For 24 hours, students used their programming skills to compete in the second annual Data Science Hackathon, otherwise known as “Datathon,” in the University Union this weekend.
Hosted by Binghamton University Data Science and Analytics (BUDSA), a campus organization that focuses on teaching and exploring a data-driven campus community, the Datathon allowed students to work in teams to apply their knowledge of programming to data science and analytics-based projects. Participants were also encouraged to come up with creative projects that aim to benefit the Binghamton community. According to Joshua Eimer, vice president of BUDSA and a junior double-majoring in computer science and mathematics, the event is a culmination of BUDSA’s objectives.
“The goal of BUDSA is to give students a safe area to learn skills, practice those skills and then network,” Eimer said. “This event ties together all three parts of our mission statement.”
According to Eimer, Datathon allows students in BUDSA, who have spent all year learning how to use programming languages like Python, R and Excel through tutorials, to utilize their skills and practice building something. Companies donated datasets to the Datathon and after students complete their projects, companies will use their projects for recruitment.
“The companies that donate datasets will come and give a talk and will also send the projects that the students built, and this is used for recruiting material,” Eimer said.
Off Campus College Transport (OCCT), for example, donated time series data about the time people got on and off their buses, as well as how many people got left behind at each stop.
“This project is specifically geared towards Binghamton,” Eimer said. “The goal is to optimize their bus schedule so if there’s a specific time of day when more people get on the bus, they want to send out buses more frequently.”
Dhyanesh Thatchinamoorthy and Reshma Barvin Shahul Hameed Amanullah, first-year graduate students studying computer science, helped analyze the OCCT data and won first place overall in the competition. According to Amanullah, they specifically chose OCCT data since it directly impacts BU students.

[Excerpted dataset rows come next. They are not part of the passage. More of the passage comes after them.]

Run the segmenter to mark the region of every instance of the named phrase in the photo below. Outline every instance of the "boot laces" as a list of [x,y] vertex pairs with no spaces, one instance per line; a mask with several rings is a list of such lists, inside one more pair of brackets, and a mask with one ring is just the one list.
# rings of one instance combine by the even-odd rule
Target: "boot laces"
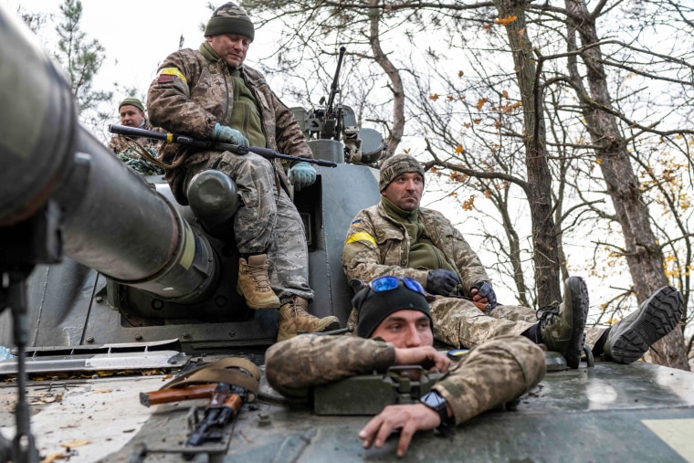
[[297,300],[292,300],[289,302],[289,312],[291,313],[291,315],[292,315],[292,316],[293,316],[295,319],[298,319],[298,318],[299,318],[299,316],[300,316],[301,313],[307,313],[307,314],[308,314],[308,312],[307,312],[307,311],[304,310],[304,308],[303,308],[303,307],[302,307],[302,306],[301,306],[301,305],[300,305],[300,303],[297,301]]
[[247,273],[251,278],[254,283],[256,283],[258,288],[261,288],[262,289],[269,289],[270,288],[270,282],[269,279],[268,279],[268,265],[249,265],[246,267]]
[[544,328],[551,324],[554,321],[554,318],[559,316],[560,309],[559,305],[548,305],[538,309],[535,311],[535,318],[540,321],[540,326]]

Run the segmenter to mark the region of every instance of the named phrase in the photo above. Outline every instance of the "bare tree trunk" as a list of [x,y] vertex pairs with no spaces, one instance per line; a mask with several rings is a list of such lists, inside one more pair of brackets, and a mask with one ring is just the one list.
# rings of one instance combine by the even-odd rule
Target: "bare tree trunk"
[[531,208],[532,245],[535,260],[535,281],[539,305],[561,300],[560,260],[557,233],[552,216],[552,174],[547,164],[545,127],[542,118],[541,90],[536,81],[532,44],[525,25],[524,1],[494,0],[505,22],[518,84],[523,103],[525,125],[525,165],[528,174],[526,195]]
[[[379,4],[378,0],[370,0],[373,5]],[[397,146],[403,139],[405,132],[405,89],[403,89],[403,79],[397,68],[394,66],[388,56],[381,48],[381,35],[379,32],[378,23],[381,18],[381,9],[372,8],[369,11],[369,41],[371,50],[373,53],[373,59],[384,69],[391,81],[391,90],[393,91],[393,126],[385,145],[385,155],[384,159],[388,159],[395,153]]]
[[[663,254],[651,230],[648,208],[641,198],[626,151],[626,141],[613,115],[601,51],[599,46],[595,45],[599,42],[595,28],[596,15],[588,12],[584,0],[565,0],[565,5],[569,24],[569,51],[576,49],[575,34],[578,33],[582,45],[585,47],[582,57],[587,68],[589,90],[584,87],[573,57],[569,59],[572,83],[582,102],[586,126],[596,146],[595,154],[600,159],[600,169],[607,193],[622,226],[625,258],[634,281],[634,292],[641,303],[653,291],[668,284]],[[651,355],[654,363],[689,370],[679,326],[656,342],[653,350],[657,352]]]

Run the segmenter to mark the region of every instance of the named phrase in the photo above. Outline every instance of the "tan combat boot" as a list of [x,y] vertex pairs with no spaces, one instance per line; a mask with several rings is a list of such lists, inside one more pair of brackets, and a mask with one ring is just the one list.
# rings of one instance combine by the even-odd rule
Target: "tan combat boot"
[[588,308],[588,289],[584,279],[569,277],[564,281],[562,304],[538,310],[540,330],[547,349],[563,355],[569,368],[578,368],[581,362]]
[[337,317],[331,315],[319,319],[306,311],[308,308],[309,301],[298,296],[279,308],[278,341],[293,338],[297,331],[321,332],[340,329]]
[[251,309],[279,307],[279,298],[272,290],[268,276],[267,255],[249,256],[247,263],[243,258],[238,259],[237,292],[246,299],[246,305]]

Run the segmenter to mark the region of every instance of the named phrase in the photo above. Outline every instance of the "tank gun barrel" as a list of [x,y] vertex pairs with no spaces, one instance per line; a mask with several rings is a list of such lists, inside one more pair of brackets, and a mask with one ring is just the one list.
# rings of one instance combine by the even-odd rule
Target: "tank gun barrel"
[[[59,210],[65,255],[123,284],[193,301],[212,284],[206,238],[78,121],[70,85],[0,9],[0,227]],[[11,90],[10,90],[11,89]]]

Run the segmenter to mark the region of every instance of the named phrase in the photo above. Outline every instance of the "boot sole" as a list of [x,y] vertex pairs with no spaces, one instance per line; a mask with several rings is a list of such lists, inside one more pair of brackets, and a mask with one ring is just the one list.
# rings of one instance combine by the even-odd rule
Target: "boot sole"
[[253,309],[254,310],[267,310],[268,309],[279,309],[279,306],[281,305],[279,301],[279,298],[278,298],[277,295],[275,295],[275,300],[270,300],[269,302],[265,302],[263,304],[260,304],[260,303],[252,304],[248,301],[247,299],[246,299],[246,295],[244,294],[243,289],[241,289],[241,287],[239,287],[238,285],[237,285],[237,292],[238,293],[239,296],[244,298],[244,300],[246,300],[246,305],[248,306],[248,308]]
[[338,320],[338,318],[335,316],[332,316],[332,319],[334,320],[331,320],[330,323],[325,325],[325,327],[321,329],[318,332],[332,331],[334,330],[340,330],[340,328],[342,328],[342,326],[340,326],[340,320]]
[[588,299],[588,288],[581,277],[569,277],[569,290],[571,290],[572,308],[572,336],[569,345],[564,352],[564,359],[569,368],[576,369],[581,363],[581,354],[584,352],[584,340],[585,338],[585,319],[588,317],[590,300]]
[[682,295],[675,288],[666,286],[658,289],[641,305],[636,319],[610,340],[612,359],[631,363],[641,358],[651,344],[677,326],[682,318],[683,306]]

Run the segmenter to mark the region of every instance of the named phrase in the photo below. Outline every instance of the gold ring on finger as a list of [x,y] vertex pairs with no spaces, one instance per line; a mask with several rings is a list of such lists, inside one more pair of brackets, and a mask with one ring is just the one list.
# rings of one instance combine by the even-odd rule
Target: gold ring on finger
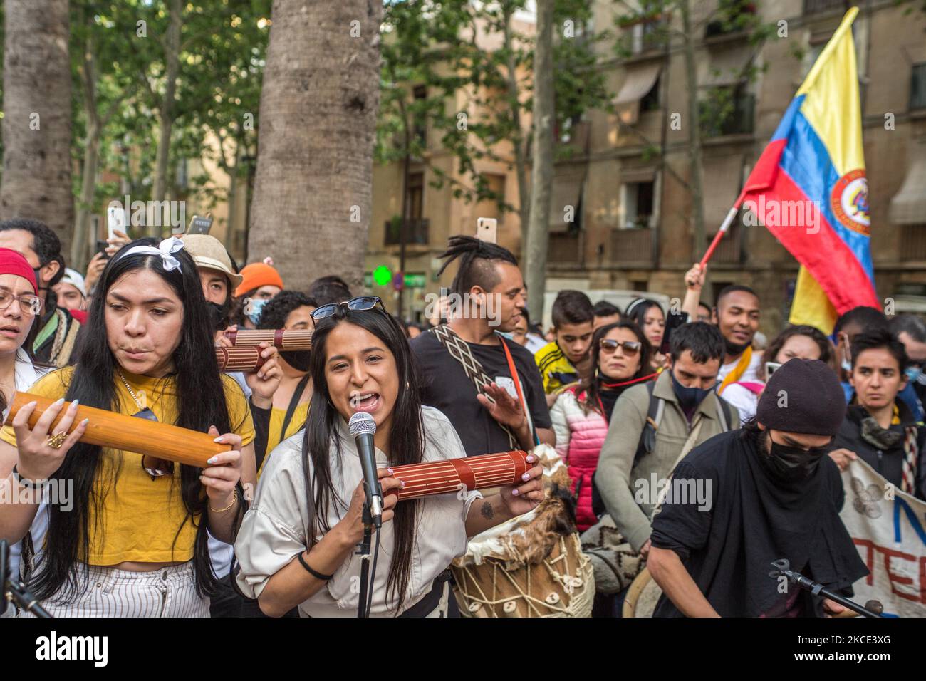
[[48,447],[52,448],[53,449],[60,449],[61,445],[64,444],[64,441],[67,437],[68,437],[67,431],[59,431],[58,433],[56,433],[54,435],[48,435],[48,439],[45,441],[45,444],[48,445]]

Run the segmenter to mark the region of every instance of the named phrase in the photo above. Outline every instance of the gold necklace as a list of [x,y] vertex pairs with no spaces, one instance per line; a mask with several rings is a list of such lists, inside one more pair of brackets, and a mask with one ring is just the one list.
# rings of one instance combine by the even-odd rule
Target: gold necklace
[[116,373],[118,373],[119,377],[122,379],[122,384],[125,385],[125,389],[129,391],[129,395],[131,395],[131,398],[135,400],[135,406],[140,410],[145,409],[144,402],[138,398],[138,396],[135,395],[135,391],[131,389],[131,385],[130,385],[129,382],[125,380],[125,376],[122,375],[122,372],[117,369]]

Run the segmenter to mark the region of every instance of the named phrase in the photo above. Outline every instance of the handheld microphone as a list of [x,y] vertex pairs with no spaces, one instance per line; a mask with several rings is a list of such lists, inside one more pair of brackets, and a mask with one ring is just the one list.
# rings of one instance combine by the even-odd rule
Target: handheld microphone
[[357,451],[360,455],[363,468],[363,489],[367,493],[367,504],[377,529],[382,524],[382,487],[376,474],[376,452],[373,447],[373,434],[376,422],[366,411],[357,411],[350,417],[350,434],[357,441]]

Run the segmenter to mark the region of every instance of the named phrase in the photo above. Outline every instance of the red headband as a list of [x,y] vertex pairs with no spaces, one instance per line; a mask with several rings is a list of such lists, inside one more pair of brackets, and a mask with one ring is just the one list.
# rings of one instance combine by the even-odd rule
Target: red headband
[[39,287],[35,284],[35,271],[21,253],[11,248],[0,248],[0,274],[16,274],[32,284],[32,292],[38,296]]

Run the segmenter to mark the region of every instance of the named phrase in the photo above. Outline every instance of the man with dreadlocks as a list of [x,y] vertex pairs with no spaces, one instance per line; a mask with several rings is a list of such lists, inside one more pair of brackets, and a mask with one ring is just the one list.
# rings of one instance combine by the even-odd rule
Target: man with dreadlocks
[[555,444],[533,357],[498,333],[513,331],[524,314],[518,260],[471,236],[450,237],[441,258],[438,274],[457,259],[459,270],[447,323],[411,341],[424,376],[421,402],[446,415],[467,456]]

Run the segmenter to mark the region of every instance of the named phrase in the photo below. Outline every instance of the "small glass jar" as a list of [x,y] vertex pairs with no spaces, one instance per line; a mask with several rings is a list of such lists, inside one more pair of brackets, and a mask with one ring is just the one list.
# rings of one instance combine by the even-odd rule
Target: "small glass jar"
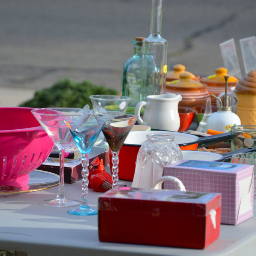
[[150,133],[141,145],[136,161],[133,188],[152,188],[163,176],[164,167],[182,159],[174,136],[165,133]]

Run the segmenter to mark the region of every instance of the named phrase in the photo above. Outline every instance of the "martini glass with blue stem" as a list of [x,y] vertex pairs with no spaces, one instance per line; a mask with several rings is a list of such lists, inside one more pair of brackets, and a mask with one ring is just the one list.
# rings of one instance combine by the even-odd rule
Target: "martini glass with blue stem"
[[73,108],[46,108],[34,109],[31,112],[44,129],[59,151],[59,182],[55,199],[42,202],[41,204],[52,207],[65,207],[79,205],[80,201],[68,199],[64,189],[64,158],[65,150],[74,142],[73,137],[66,124],[68,122],[78,127],[92,114],[88,109]]
[[68,122],[66,123],[82,155],[82,203],[79,208],[68,212],[71,214],[86,215],[98,214],[97,211],[88,205],[89,154],[105,122],[105,120],[97,120],[94,117],[92,116],[78,127],[76,126],[70,125]]

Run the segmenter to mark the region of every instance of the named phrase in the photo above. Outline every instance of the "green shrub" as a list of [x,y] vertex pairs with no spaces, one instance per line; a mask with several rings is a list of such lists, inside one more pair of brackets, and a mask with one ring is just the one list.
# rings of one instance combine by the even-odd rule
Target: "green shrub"
[[65,78],[51,87],[36,92],[34,98],[20,105],[28,108],[68,107],[83,108],[88,104],[92,107],[89,96],[95,94],[117,95],[118,91],[89,81],[77,82]]

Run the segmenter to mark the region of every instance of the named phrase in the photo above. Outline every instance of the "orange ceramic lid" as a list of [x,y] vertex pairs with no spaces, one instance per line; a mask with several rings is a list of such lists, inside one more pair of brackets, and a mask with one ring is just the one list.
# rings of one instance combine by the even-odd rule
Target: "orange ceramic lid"
[[[225,79],[223,76],[229,76],[227,74],[227,70],[225,68],[221,67],[215,70],[215,74],[211,75],[207,77],[202,78],[201,81],[205,83],[225,83]],[[229,82],[237,82],[238,79],[234,76],[230,76],[229,78]]]
[[185,71],[186,69],[186,67],[184,65],[182,65],[181,64],[177,64],[174,65],[173,67],[173,70],[171,71],[169,71],[167,72],[166,74],[166,79],[179,79],[180,78],[180,75],[182,73],[187,73],[189,74],[191,76],[191,77],[192,78],[194,78],[195,76],[194,74],[189,72],[188,71]]
[[200,82],[192,80],[191,75],[188,73],[182,73],[179,76],[180,79],[174,80],[169,84],[171,86],[178,87],[201,87],[203,84]]
[[256,94],[256,72],[251,70],[241,78],[235,92],[241,94]]

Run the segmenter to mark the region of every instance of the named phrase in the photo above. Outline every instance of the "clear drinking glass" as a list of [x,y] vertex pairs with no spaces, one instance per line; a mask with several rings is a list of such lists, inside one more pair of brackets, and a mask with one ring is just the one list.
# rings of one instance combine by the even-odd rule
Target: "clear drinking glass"
[[234,164],[250,164],[254,166],[254,190],[253,197],[256,198],[256,175],[255,175],[255,167],[256,167],[256,153],[240,153],[236,154],[232,156],[231,162]]
[[64,158],[65,150],[73,143],[73,137],[65,122],[80,126],[92,115],[92,111],[64,108],[32,109],[31,112],[50,136],[59,151],[59,183],[56,198],[41,204],[48,206],[64,207],[78,205],[79,201],[68,199],[64,189]]
[[164,167],[182,159],[175,136],[165,133],[150,133],[139,148],[132,188],[153,188],[163,176]]
[[256,148],[256,125],[231,127],[231,151],[244,148]]
[[[105,120],[102,132],[112,153],[112,188],[118,185],[118,151],[120,150],[138,117],[120,112],[107,112],[96,115],[97,120]],[[129,156],[127,156],[127,157]]]
[[75,215],[94,215],[98,211],[88,205],[87,194],[89,180],[89,154],[96,141],[105,120],[97,120],[94,117],[91,117],[86,122],[78,127],[76,126],[67,124],[70,129],[76,144],[82,154],[82,203],[78,208],[68,212]]

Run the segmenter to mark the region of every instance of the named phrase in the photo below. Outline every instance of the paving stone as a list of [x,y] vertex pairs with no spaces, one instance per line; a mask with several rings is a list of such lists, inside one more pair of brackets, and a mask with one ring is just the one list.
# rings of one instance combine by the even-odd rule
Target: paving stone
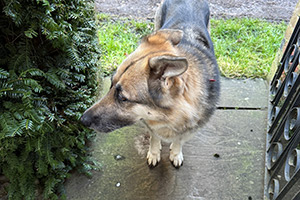
[[[110,85],[106,79],[106,85]],[[263,199],[267,84],[263,80],[222,78],[219,109],[183,146],[184,165],[170,163],[169,144],[162,160],[146,164],[149,134],[142,124],[98,134],[93,157],[101,170],[92,178],[74,174],[66,182],[70,200],[242,200]]]
[[180,169],[169,162],[166,143],[161,163],[148,168],[144,128],[99,134],[93,156],[102,169],[91,179],[68,180],[68,199],[262,199],[266,117],[265,111],[218,110],[184,145]]
[[263,79],[221,79],[220,107],[266,109],[268,83]]

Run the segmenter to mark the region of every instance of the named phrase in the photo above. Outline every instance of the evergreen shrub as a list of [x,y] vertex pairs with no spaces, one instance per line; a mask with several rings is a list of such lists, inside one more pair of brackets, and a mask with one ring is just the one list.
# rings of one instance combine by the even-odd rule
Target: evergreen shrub
[[[92,167],[79,122],[96,91],[92,0],[0,0],[0,175],[8,199],[63,199]],[[38,192],[39,191],[39,192]]]

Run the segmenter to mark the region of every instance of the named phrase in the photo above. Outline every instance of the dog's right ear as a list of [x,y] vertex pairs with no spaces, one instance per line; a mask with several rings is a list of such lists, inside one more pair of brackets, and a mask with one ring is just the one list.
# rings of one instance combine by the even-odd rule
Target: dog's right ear
[[183,37],[183,31],[175,29],[163,29],[161,32],[167,35],[168,40],[172,42],[173,45],[179,44]]
[[155,78],[172,78],[183,74],[188,62],[185,57],[156,56],[149,59],[149,66]]

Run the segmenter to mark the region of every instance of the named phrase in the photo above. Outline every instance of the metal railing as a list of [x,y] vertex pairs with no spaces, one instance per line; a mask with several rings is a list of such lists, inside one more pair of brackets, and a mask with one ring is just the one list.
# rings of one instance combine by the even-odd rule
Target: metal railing
[[265,199],[300,200],[300,20],[270,84]]

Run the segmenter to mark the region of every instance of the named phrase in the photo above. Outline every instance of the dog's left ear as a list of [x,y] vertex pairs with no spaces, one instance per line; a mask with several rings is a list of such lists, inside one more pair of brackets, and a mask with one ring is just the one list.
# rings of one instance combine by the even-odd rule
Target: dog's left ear
[[157,56],[149,59],[149,66],[156,78],[171,78],[183,74],[188,62],[185,57]]
[[165,29],[161,31],[168,35],[167,38],[172,42],[173,45],[179,44],[183,37],[183,31],[181,30]]

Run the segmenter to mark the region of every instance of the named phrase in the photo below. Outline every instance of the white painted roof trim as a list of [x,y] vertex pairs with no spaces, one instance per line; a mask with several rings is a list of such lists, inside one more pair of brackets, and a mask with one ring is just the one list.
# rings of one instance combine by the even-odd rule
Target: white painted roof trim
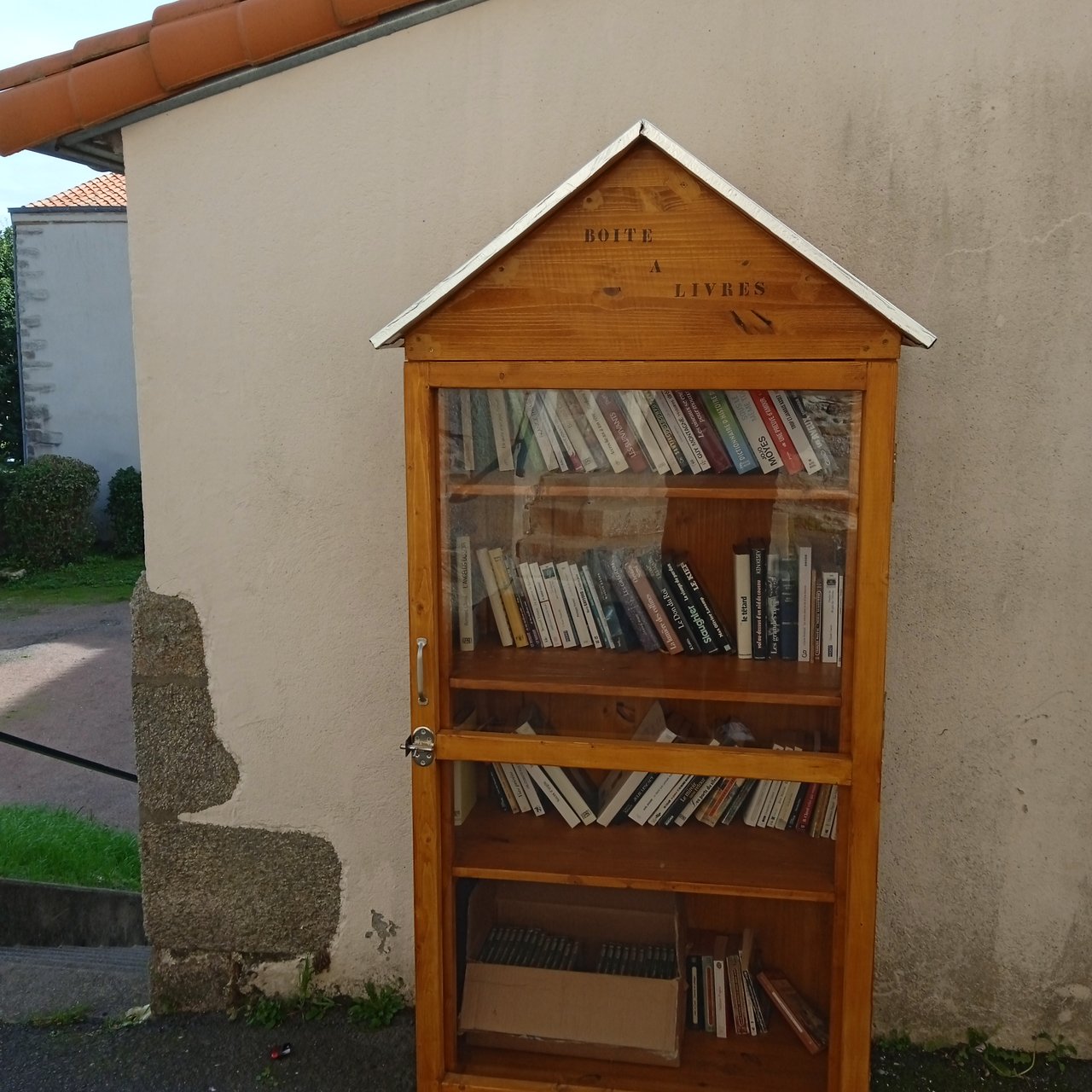
[[538,204],[529,209],[511,227],[501,232],[492,242],[483,247],[473,258],[464,262],[453,273],[444,277],[435,288],[422,296],[416,304],[407,307],[396,319],[373,334],[370,339],[371,344],[376,348],[403,344],[403,334],[408,327],[437,308],[451,293],[462,287],[475,273],[526,235],[555,209],[563,204],[585,182],[591,181],[616,159],[620,158],[630,145],[641,136],[644,136],[658,149],[666,152],[673,159],[686,167],[690,174],[700,178],[710,189],[715,190],[726,201],[731,201],[740,212],[750,216],[756,223],[761,224],[762,227],[772,235],[775,235],[782,242],[792,247],[793,250],[803,258],[806,258],[812,265],[822,270],[832,281],[836,281],[842,287],[853,293],[863,304],[877,311],[892,325],[898,327],[902,332],[903,344],[921,345],[923,348],[928,348],[937,340],[936,334],[930,333],[919,322],[915,322],[905,311],[901,311],[889,299],[881,296],[874,288],[869,288],[864,281],[855,277],[848,270],[843,269],[833,258],[829,258],[818,247],[794,232],[787,224],[778,219],[772,212],[763,209],[757,201],[752,201],[746,193],[737,190],[731,182],[716,174],[715,170],[691,155],[686,149],[676,144],[670,136],[657,129],[651,121],[642,119],[627,129],[617,140],[608,144],[594,159],[581,167],[580,170],[563,181],[556,190],[543,198]]

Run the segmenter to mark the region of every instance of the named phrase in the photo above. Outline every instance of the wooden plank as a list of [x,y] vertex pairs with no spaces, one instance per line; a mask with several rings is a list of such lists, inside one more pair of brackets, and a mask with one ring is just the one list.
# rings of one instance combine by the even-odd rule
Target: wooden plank
[[830,360],[821,369],[804,358],[721,361],[709,359],[638,360],[549,359],[434,360],[426,369],[434,387],[587,388],[596,390],[812,389],[863,391],[868,375],[862,360]]
[[650,144],[405,334],[420,360],[832,360],[894,356],[900,343],[854,293]]
[[727,1040],[687,1032],[678,1069],[517,1051],[466,1048],[443,1092],[823,1092],[826,1057],[809,1055],[783,1021]]
[[835,664],[735,656],[667,656],[589,649],[502,649],[482,641],[454,657],[461,690],[586,693],[786,705],[841,704]]
[[669,745],[633,739],[518,736],[494,732],[441,732],[436,738],[436,753],[438,758],[451,761],[532,762],[574,765],[585,770],[776,778],[832,785],[847,785],[853,775],[853,762],[847,755]]
[[876,942],[880,764],[883,749],[883,676],[887,654],[888,575],[891,546],[895,392],[898,366],[868,366],[860,442],[857,534],[852,793],[839,800],[838,883],[845,902],[836,919],[835,963],[841,968],[832,1006],[832,1077],[842,1092],[867,1092]]
[[[436,729],[435,696],[439,692],[436,650],[437,526],[435,403],[420,368],[405,372],[406,524],[410,582],[410,710],[407,734],[415,727]],[[417,640],[428,643],[426,687],[432,698],[422,705],[417,692]],[[435,767],[413,768],[414,947],[417,997],[417,1079],[437,1088],[454,1057],[454,1004],[443,969],[448,963],[444,903],[449,870],[442,840],[444,815],[440,778]]]
[[[513,816],[479,800],[455,831],[454,873],[496,880],[834,901],[834,843],[738,821],[709,828],[569,829],[560,816]],[[750,923],[761,936],[761,919]]]

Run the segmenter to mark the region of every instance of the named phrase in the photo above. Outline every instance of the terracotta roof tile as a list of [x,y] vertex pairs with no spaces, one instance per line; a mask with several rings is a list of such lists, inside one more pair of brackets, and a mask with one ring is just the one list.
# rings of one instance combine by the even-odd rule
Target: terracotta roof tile
[[126,176],[98,175],[51,198],[32,201],[27,209],[105,209],[126,206]]
[[[0,71],[0,155],[57,140],[225,72],[344,37],[417,0],[175,0],[147,23]],[[7,88],[7,90],[5,90]]]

“We selected OCCT data because we use this data every day boarding the bus,” Amanullah said. “Skipping just one bus is a big problem. We analyzed the data and found that from 10 to 11 [a.m.] on Tuesday, the buses are too crowded, so that’s why we created a new route so that there would be less problems and less people left behind.”
Yogesh Jagdale, a first-year graduate student studying computer science, was part of a group that won first place for the “Live in Bing” dataset category. Jagdale said their project specifically focused on the correlation between the prices of houses and other factors.
“We had datasets about the houses, and we had to find correlation between the prices of the houses and information on bedrooms, bathrooms, zip codes, floor space and parking,” Jagdale said. “We predicted the graphs based on the data given.”
Emad Alenany, a first-year graduate student studying industrial engineering, said he participated in Datathon to see his skills evaluated by others involved with data science and enhance his résumé. While working with the dataset in the “Live in Bing” category, he said his team tried to use various methods to approach the data.
“At the beginning, we thought of the problem as a classification problem instead of a regression problem,” Alenany said. “We converted the numerical variables into categorical variables to use one of the classification methods. Using data from ‘Live In Bing,’ our objective is to predict the price of apartments based on a number of 22 variables. Some of them are categorical and one is numeric. We try to study the problem by using some dimension reductionality methods.”
According to Eimer, the Datathon has expanded and improved from when it began just last year.
“Last year, this was a 12-hour event, and we only had two companies donate datasets,” Eimer said. “We also started with a zero-dollar budget and had to fundraise everything or spend out of pocket. This year, we had a budget from the Student Association, we had four companies that gave datasets and it’s a 24-hour event. As we have gained more popularity across Binghamton, we have more people coming that are serious about competing and are here for the benefits of the competition rather than the novelty.”